ISLANDE – Les OGM seront-ils bientôt étiquetés ?

En Islande, pays qui ne fait pas partie de l’UE mais de l’Espace Economique Européen (EEE), la loi sur le commerce et la dissémination des OGM date de 1996 et est basée sur la directive européenne 90/220. Or, cette directive a été abrogée dans l’Union européenne (et remplacée par la 2001/18, plus stricte). Mais l’Islande n’a toujours pas rendu obligatoire l’étiquetage des OGM sur son territoire. « Nous sommes le seul pays européen qui n’oblige pas l’alimentation à être étiquetée si elle contient des OGM. Or, l’Islande est, parmi les pays européens, celui qui achète le plus de produits alimentaires des Etats-Unis », dénonce Johannes Gunnarsson, le président de la Consumers’ Association[[IPS, 23 janvier 2008, http://ipsnews.net/news.asp?idnews=40882].

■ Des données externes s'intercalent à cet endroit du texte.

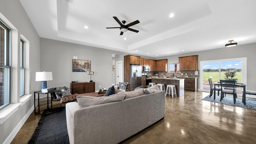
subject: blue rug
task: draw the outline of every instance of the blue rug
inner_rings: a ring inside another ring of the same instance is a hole
[[[218,94],[216,96],[216,98],[215,98],[215,100],[214,100],[213,99],[213,94],[210,98],[210,97],[209,94],[207,96],[202,99],[202,100],[256,110],[256,99],[246,98],[246,105],[245,105],[242,102],[242,97],[238,96],[236,100],[236,104],[234,104],[232,95],[226,95],[226,96],[224,96],[224,98],[223,98],[223,99],[221,102],[220,102],[220,94],[219,96],[218,96]]]

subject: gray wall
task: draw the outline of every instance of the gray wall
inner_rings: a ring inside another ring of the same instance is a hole
[[[29,64],[26,66],[26,71],[28,74],[26,78],[26,94],[32,94],[38,90],[40,87],[39,82],[36,82],[36,72],[40,70],[40,38],[34,26],[26,14],[26,12],[18,0],[0,0],[0,13],[6,18],[13,26],[11,27],[17,30],[13,31],[15,34],[12,36],[12,43],[16,43],[12,46],[12,54],[14,54],[12,58],[11,97],[12,103],[20,102],[19,96],[19,43],[20,35],[22,34],[29,41],[29,48],[27,48],[26,56]],[[29,100],[22,106],[0,125],[0,143],[2,144],[12,134],[16,134],[17,128],[22,126],[21,122],[26,120],[23,119],[26,115],[30,115],[30,110],[33,108],[33,96],[32,95]],[[18,130],[19,130],[18,129]],[[12,136],[10,136],[11,138]],[[15,136],[15,135],[14,135]],[[9,138],[10,138],[9,137]]]
[[[254,76],[255,72],[256,71],[255,54],[256,54],[256,43],[254,43],[246,44],[238,44],[237,46],[230,48],[223,47],[214,50],[163,57],[158,58],[158,59],[167,58],[168,59],[168,63],[178,62],[179,57],[198,55],[199,71],[200,62],[201,61],[246,57],[247,58],[246,89],[248,90],[256,90],[254,83],[254,80],[256,80],[256,78]],[[198,85],[200,85],[200,83]]]

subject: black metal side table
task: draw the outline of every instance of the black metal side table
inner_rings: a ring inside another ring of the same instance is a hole
[[[53,92],[56,92],[58,91],[58,90],[54,90],[54,91],[52,91],[50,92],[42,92],[41,91],[39,90],[39,91],[35,91],[34,92],[34,112],[35,113],[35,114],[40,114],[40,99],[39,98],[39,95],[40,94],[47,94],[47,109],[49,109],[49,94],[50,94],[51,93],[53,93]],[[38,112],[36,112],[36,94],[37,94],[37,96],[38,96],[38,100],[38,100]],[[51,98],[51,108],[52,109],[52,98]]]

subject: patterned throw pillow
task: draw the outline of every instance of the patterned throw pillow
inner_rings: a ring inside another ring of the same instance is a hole
[[[71,95],[68,88],[66,86],[56,87],[56,89],[58,91],[55,92],[57,99],[60,99],[62,97]]]
[[[114,86],[108,88],[108,90],[106,92],[104,96],[109,96],[112,94],[114,94],[116,93],[116,90],[115,90],[115,88]]]
[[[126,90],[125,89],[126,88],[126,86],[128,84],[128,82],[119,82],[118,86],[117,86],[117,89],[118,90],[123,90],[125,91],[125,90]]]

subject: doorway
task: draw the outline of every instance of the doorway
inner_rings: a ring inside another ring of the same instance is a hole
[[[122,61],[116,62],[116,84],[117,84],[119,83],[119,82],[124,82]]]

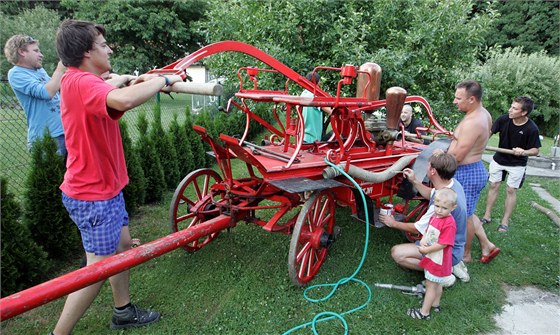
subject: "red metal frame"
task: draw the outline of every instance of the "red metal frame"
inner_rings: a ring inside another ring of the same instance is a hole
[[[168,66],[150,72],[186,75],[185,70],[193,63],[210,55],[228,51],[248,54],[267,64],[271,69],[245,67],[238,72],[241,89],[236,94],[235,99],[228,103],[228,107],[236,107],[247,116],[246,130],[241,140],[222,134],[219,138],[222,144],[218,140],[212,139],[202,127],[194,126],[195,131],[212,147],[223,176],[223,181],[211,186],[212,194],[221,194],[221,197],[216,197],[213,200],[213,205],[219,209],[219,212],[215,211],[217,216],[198,223],[196,226],[144,244],[139,248],[131,249],[102,262],[3,298],[0,300],[1,320],[6,320],[92,283],[104,280],[201,237],[233,227],[238,221],[255,223],[267,231],[290,234],[294,224],[296,224],[297,214],[284,221],[282,221],[282,218],[288,215],[292,209],[302,205],[306,201],[306,195],[304,192],[292,193],[276,187],[272,184],[274,181],[284,180],[287,177],[321,180],[321,173],[328,166],[324,161],[325,158],[336,164],[347,163],[347,165],[352,164],[370,172],[381,172],[392,166],[401,157],[417,155],[424,147],[421,144],[405,141],[404,136],[400,141],[395,140],[384,145],[375,142],[365,128],[362,114],[385,107],[387,101],[368,101],[366,98],[343,97],[341,94],[342,86],[351,84],[358,73],[367,73],[359,71],[351,65],[345,65],[341,68],[317,67],[315,69],[315,71],[340,72],[341,79],[338,82],[334,97],[265,52],[248,44],[235,41],[208,45]],[[242,76],[240,75],[242,71],[249,76],[249,80],[252,82],[251,89],[243,86]],[[259,89],[257,77],[263,71],[284,75],[287,78],[285,87],[280,90]],[[367,75],[371,80],[369,73]],[[303,98],[288,94],[289,83],[295,83],[301,89],[313,92],[314,97]],[[366,84],[366,89],[368,85],[370,84]],[[249,101],[271,104],[272,113],[278,124],[270,124],[253,113]],[[418,135],[420,132],[430,132],[434,134],[434,137],[438,134],[450,134],[434,119],[431,107],[424,98],[409,96],[406,97],[405,102],[416,102],[423,105],[430,120],[427,127],[417,130]],[[330,141],[326,143],[303,142],[302,111],[303,107],[306,106],[330,107],[333,110],[331,126],[334,134]],[[281,118],[281,113],[285,113],[285,119]],[[251,122],[259,123],[271,133],[269,137],[271,145],[262,148],[247,142],[246,137]],[[234,178],[231,171],[231,159],[244,161],[249,177]],[[351,184],[340,177],[338,180],[348,187],[338,187],[336,192],[332,192],[336,204],[350,206],[352,212],[355,213],[356,201],[350,191]],[[379,207],[382,198],[389,197],[392,200],[401,181],[402,175],[396,175],[380,183],[361,180],[358,182],[360,187]],[[261,202],[264,200],[267,200],[267,203],[262,205]],[[270,202],[273,204],[270,204]],[[197,206],[193,206],[193,208],[194,211],[198,210]],[[262,220],[256,216],[257,211],[270,209],[277,210],[270,219]],[[417,209],[415,211],[421,210]],[[323,234],[325,234],[325,231],[322,228],[316,229],[316,231],[304,230],[301,237],[298,238],[301,241],[312,241],[313,248],[318,248],[314,254],[324,257],[326,250],[320,243],[321,238],[324,237]],[[319,266],[322,260],[323,258],[317,263]],[[312,273],[311,277],[306,274],[306,277],[302,278],[302,282],[311,280],[315,273],[316,271]]]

Selon Sigridur Audur Arnardottir, juriste au ministère de l’Environnement, de nouvelles réglementations basées sur la nouvelle directive européenne 2001/18 sont actuellement soumises pour commentaires et devraient être prêtes fin février. Et une autre réglementation, permettant d’intégrer le Protocole de Carthagène en droit national, sera aussi élaborée dans les mêmes délais. L’Islande a en effet signé ce Protocole, et entend le ratifier assez rapidement.

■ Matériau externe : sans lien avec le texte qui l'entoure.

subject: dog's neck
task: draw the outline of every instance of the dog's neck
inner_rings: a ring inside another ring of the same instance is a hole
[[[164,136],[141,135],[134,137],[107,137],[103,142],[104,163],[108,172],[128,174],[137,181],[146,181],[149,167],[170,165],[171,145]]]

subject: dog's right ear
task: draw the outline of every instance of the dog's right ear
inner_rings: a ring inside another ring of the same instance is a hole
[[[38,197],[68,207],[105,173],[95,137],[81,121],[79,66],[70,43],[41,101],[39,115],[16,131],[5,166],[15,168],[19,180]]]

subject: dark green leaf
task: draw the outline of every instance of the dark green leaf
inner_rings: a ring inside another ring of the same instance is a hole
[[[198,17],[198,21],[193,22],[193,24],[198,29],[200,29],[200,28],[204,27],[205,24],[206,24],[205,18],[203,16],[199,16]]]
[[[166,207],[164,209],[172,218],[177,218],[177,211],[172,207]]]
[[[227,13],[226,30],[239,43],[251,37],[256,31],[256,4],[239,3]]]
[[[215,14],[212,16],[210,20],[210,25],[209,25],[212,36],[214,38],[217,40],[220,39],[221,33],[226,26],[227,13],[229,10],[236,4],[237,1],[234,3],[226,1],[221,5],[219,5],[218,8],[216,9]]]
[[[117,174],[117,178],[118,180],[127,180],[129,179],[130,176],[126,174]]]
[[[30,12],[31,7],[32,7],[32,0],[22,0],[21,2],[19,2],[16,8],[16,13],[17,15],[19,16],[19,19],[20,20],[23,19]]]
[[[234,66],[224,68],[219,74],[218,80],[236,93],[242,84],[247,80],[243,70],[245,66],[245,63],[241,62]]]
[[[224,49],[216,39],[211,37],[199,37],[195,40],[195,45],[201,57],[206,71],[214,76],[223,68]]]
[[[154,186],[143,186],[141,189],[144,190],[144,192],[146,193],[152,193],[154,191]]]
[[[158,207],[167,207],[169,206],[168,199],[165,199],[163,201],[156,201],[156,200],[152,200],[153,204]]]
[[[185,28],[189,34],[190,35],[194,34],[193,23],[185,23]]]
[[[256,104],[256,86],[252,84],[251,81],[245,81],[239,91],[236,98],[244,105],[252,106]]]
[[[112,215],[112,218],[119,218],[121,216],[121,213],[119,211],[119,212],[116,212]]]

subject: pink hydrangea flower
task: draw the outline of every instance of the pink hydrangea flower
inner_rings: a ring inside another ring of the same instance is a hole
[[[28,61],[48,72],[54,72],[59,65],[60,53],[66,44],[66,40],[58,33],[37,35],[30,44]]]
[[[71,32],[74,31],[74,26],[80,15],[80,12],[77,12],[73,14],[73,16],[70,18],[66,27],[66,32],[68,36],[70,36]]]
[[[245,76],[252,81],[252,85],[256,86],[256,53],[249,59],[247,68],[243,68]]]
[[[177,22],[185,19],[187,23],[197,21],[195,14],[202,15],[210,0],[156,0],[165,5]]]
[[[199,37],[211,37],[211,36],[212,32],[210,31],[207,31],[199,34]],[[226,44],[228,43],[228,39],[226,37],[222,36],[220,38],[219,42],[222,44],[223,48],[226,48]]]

Par ailleurs, l’Islande est impliquée dans des essais en champ de PGM. Le dernier essai, très controversé, concerne une orge génétiquement modifiée pour produire des facteurs de croissance, lesquels doivent servir pour des traitements contre le cancer ou la recherche sur les cellules souches. Cet essai est mené par l’entreprise islandaise ORF Genetics, qui loue ses terrains au Soil Conservation Service (SCS) qui cultive, non loin de cet essai, deux autres graminées - Deschampsia beringensis et Festuca rubra - dans un but de re-végétalisation, qui peuvent donc, en théorie et d’après les opposants islandais, se croiser avec l’orge GM. Cet essai est critiqué car l’orge est la seule céréale qui pousse en Islande. Si les responsable d’ORF et du SCS affirment qu’il n’y a aucun risque de pollinisation croisée entre les orges GM et non GM – notamment du fait que le pollen d’orge ne peut survivre que 24 heures au climat froid de l’Islande - les responsables de l’organisation islandaise de certification des productions bio en sont moins convaincus. Ils évoquent non seulement la pollinisation, mais aussi la question de la coexistence, qui ne se résume pas à cet aspect technique.